Lavender is great for bringing bees into gardens and its aromatic blue flowers release soothing wafts of fragrance on warm summer days. The flowers are edible and can be used in biscuits and pancakes, salads and dressings as well as a flavouring for sugar - they can also be used to make a soothing herb tea when two or three flower heads are added to a cup of boiling water. Traditionally lavender flowers are dried and sewn into small bags that can then be used between piles of stored bed linen to keep it fresh and fragrant. I like to grab a flower and rub it in my hands then inhale the rich heady aroma whilst out tending to plants.
Companions Great for attracting pollinating bees into the garden, plant with cabbage and cauliflower.
Lavender is suprisingly tasty in this teacake, which uses almond flour. A delicious and pleasing texture.
Lavandula angustifolia - English Lavedner It's fragrance has the least camphor of all varieties. Grows to knee high bushes.
French Lavender Has overtones of camphor. Grows to knee high bushes.
Munstead - Dwarf Variety Great for edging veg beds ad ornamental potagers. The low growing plants can be clipped, after flowering, into small hedges and rounded balls to add structure.
Plant in early spring and summer countrywide when all risk of frosts has passed
Lavender grows best in full sun. Smaller growing varieties can be planted in pots and larger varieties look good in half barrels.
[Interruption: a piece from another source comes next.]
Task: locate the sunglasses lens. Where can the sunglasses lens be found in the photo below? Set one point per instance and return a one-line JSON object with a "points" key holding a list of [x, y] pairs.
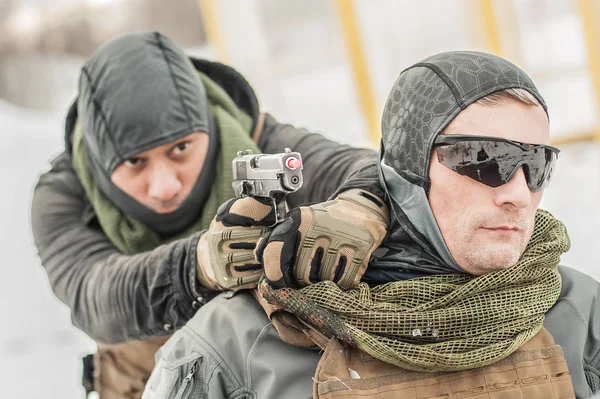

The poorer the soil the stronger the fragrance you’ll get from your plants. Lavender needs a fine, sandy free draining soil to grow well. Moisture should pass through your growing medium reasonably fast so that roots do not get water-logged. If your soil is sticky then dig in lots of coarse sand or fine pumice to help improve drainage and soil structure.
When the weather has settled and is reliably warm and sunny, plant lavender at an average spacing of an arm’s length between plants – this will vary from variety to variety so check growing dimensions for the varieties you choose. It also depends on the effect you are after. If you are planting a hedge with Lavender ‘Munstead’ then you might put them a bit closer together – say a full hand’s length apart.
Water once or twice per week during dry periods.
Flowers can be cut for use indoors. Use secateurs or a sharp knife to cut them off at the base of the long stems that support them.
Lavender is a perennial plant and will flower regularly for several years. It is frost hardy in most places and perhaps suffers more from sitting in wet soil during winter than anything else. To keep plants in good shape trim flower stems off with a pair of garden shears after they have flowered.